Note that although the model name is technically not required, we require it so the server can check that the identifier in question corresponds to the model. If you are generating your own identifiers, for example, you might accidentally switch or confuse them between models. So this is a sanity check.

  • 200: success
  • 400: bad request

Note that this endpoint basically performs the final steps of the /learn endpoint, except you are providing an identifier to get the prediction from the cache. If you have the ground truth at the time of your learning, you can provide it directly to that endpoint. In both cases, the identifier will be deleted after it’s used.

200 or 201

If the prediction is successful, you’ll either get a 200 (success and an identifier was not created) or 201 (success and identifier was created) response, along with the prediction and model name back. Given an identifier was created, you’ll see it!

{"model": "punky-taco", "prediction": 1.0, "identifier": "166e872a-7110-4ef7-ad68-0e624cca906a"}

Without an identifier (200 response) you won’t get one back:

{"model": "punky-taco", "prediction": 1.0}

Note that the prediction can either return a single prediction (binary) or a dictionary of predictions depending on the model type.

Metrics

GET /api/metrics/

Get metrics for a model. You should send the model name as “model” as the only GET params.

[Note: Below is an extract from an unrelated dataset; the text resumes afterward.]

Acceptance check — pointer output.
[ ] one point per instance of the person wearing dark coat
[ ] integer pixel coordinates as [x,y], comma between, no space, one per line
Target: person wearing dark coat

The metrics returned back should be a dictionary of key value pairs of metrics appropriate for the model type.

Stats

GET /api/stats/

Get stats for a model. You should send the model name as “model” as the only GET params.

The stats returned back should be a dictionary with keys “learn” and “predict” and then sub-dictionaries with key value pairs of stats appropriate for the model type.

Stream Metrics and Events

GET /api/stream/metrics/ GET /api/stream/events/

Get a stream of updated metrics/events as they are updated. These endpoints can “hang” open as long as you need, and you should press Control+C when you want to stop it. It’s intended to be run as a kind of small service.

Streamed metrics can have the format of:

label: <value>

where label should be a string identifier followed by a colon, and value ideally is a dictionary that can be parsed further.

Model as Json

GET /api/model/

This GET request should include one GET parameter, “model” as the model name to retrieve. A json representation of the model is returned, which typically tries to unwrap a model object and turn into formats that can be serialized to json.

Download Model

GET /api/model/download/

A request to this endpoint with a GET parameter “model” as the model name should return a response you can stream to file, and this is the pickled model.

  • 200: success
  • 404: model not found

Delete Model

DELETE /api/model/

A DELETE request to this endpoint with a GET parameter “model” as the model name should delete the model, and all associated artifacts. Note that this cannot be undone.

  • 204: successful delete
  • 404: model not found

Authentication

Although authentication is not officially part of the spec, we encourage the implementation to provide it to secure a server. The typical flow is the following:

  1. A particular set of endpoints are protected with authentication. They look for an Authentication header in the request.
  2. If not found, a 403 response is returned with a Www-Authenticate header that includes a realm to ping with basic credentials.
  3. basic credentials (e.g., username and token password) are base64 encoded in the format <username>:<password> and send with the Authorization header back to the endpoint specified as the realm.
  4. The server decodes the credentials, verifies the account, and sends back a self-expiring jwt (json web token)
  5. The client adds the token to an Authorization bearer token header and retries the request. It should succeed.